8 kurang mampu dalam pemecahan masalahnya. Sedangkan penelitian Lukman (2000) menyebutkan dalam kemandirian ada sikap percaya dan inisiatif yang kurang sehingga kemampuan remaja dalam menyelesaikan masalah kurang baik, karena hanya menerima terus dan tidak ada inisiatif untuk menyelesaikannya. Berdasarkan uraian di atas, permasalahnnya adalah sejauhmana hubungan antara pola asuh demokratis orang tua dan kemandirian dengan kemampuan menyelesaikan masalah pada remaja. Mengacu permasalahan di atas maka penulis tertarik untuk mengetahui lebih lanjut tentang fenomena kemampuan menyelesaikan masalah pada remaja dengan mengadakan penelitian berjudul Hubungan antara Pola Asuh Demokratis Orang Tua dan Kemandirian dengan Kemampuan Menyelesaikan Masalah pada Remaja. B. Tujuan Penelitian Tujuan yang hendak dicapai dalam penelitian ini adalah: 1. Untuk mengetahui hubungan antara pola asuh demokratis orang tua dan kemandirian dengan kemampuan menyelesaikan masalah pada remaja. 2. Untuk mengetahui hubungan antara pola asuh demokratis orang tua dengan kemampuan menyelesaikan masalah pada remaja. 3. Untuk mengetahui hubungan kemandirian dengan kemampuan menyelesaikan masalah pada remaja.
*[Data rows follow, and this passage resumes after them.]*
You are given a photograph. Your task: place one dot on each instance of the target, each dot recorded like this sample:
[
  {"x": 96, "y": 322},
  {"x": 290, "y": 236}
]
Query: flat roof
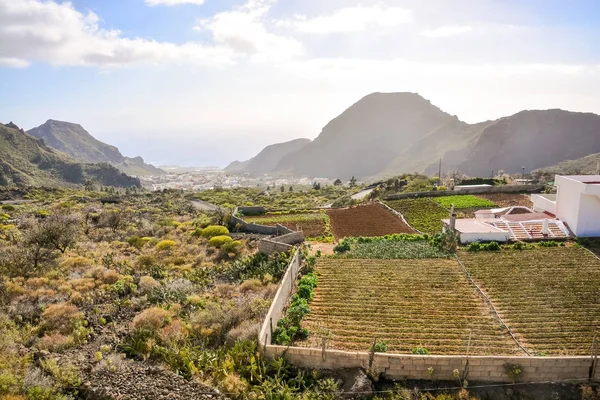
[{"x": 472, "y": 225}]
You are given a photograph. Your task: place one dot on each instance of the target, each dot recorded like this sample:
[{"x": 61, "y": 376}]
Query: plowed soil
[{"x": 368, "y": 220}]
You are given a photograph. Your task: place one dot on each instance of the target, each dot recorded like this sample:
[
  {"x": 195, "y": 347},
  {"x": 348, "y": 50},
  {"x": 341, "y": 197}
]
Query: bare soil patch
[{"x": 367, "y": 220}]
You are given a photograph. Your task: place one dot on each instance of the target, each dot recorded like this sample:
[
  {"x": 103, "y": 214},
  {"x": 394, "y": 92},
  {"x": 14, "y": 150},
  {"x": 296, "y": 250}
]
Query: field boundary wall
[
  {"x": 409, "y": 366},
  {"x": 479, "y": 190},
  {"x": 281, "y": 299}
]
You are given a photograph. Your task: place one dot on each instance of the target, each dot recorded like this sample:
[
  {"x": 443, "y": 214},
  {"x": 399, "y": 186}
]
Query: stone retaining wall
[
  {"x": 481, "y": 190},
  {"x": 401, "y": 366},
  {"x": 280, "y": 300}
]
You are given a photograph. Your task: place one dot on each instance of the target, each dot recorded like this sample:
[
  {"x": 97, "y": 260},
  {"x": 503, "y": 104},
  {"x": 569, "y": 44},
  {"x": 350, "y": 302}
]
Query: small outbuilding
[{"x": 576, "y": 202}]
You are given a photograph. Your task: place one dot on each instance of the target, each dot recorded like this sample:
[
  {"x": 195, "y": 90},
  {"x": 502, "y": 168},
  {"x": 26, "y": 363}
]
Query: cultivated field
[
  {"x": 367, "y": 220},
  {"x": 405, "y": 303},
  {"x": 550, "y": 297},
  {"x": 422, "y": 214},
  {"x": 312, "y": 224}
]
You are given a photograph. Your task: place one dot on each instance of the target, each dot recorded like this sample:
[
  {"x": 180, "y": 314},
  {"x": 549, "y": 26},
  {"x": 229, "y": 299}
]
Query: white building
[{"x": 576, "y": 202}]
9 C. Manfaat Penelitian 1. Secara teoritis, dapat memberikan sumbangan bagi pengembangan ilmu psikologi, terutama psikologi pendidikan dan perkembangan mengenai peran pola asuh demokratis dan kemandirian dalam penyelesaian masalah pada remaja. 2. Secara praktis a. Bagi orangtua, memberikan sumbangan berupa data-data empirik tentang hubungan antara pola asuh orang tua dan kemandirian dengan kemampuan menyelesaikan masalah pada remaja, sehingga mampu menerapkan pola asuh yang positif agar remaja dapat membentuk kemandirian secara positif dan memiliki kemampuan menyelesaikan masalah yang baik. b. Bagi pendidik, memberikan informasi tentang hubungan antara pola asuh demokratis dan kemandirian dengan kemampuan menyelesaikan masalah pada remaja, sehingga dalam usaha mendidik remaja disekolah dapat ditingkatkan agar remaja mampu menyelesaikan masalahnya dengan baik. c. Bagi subjek, memberikan masukan mengenai keterkaitan antara pola asuh demokratis dan kemandirian dengan kemampuan menyelesaikan masalah pada remaja, sehingga diharapkan mampu membentuk kemandirian yang positif dan memahami pola asuh yang diberikan orang tua sebagai upaya dalam menyelesaikan masalah dengan baik.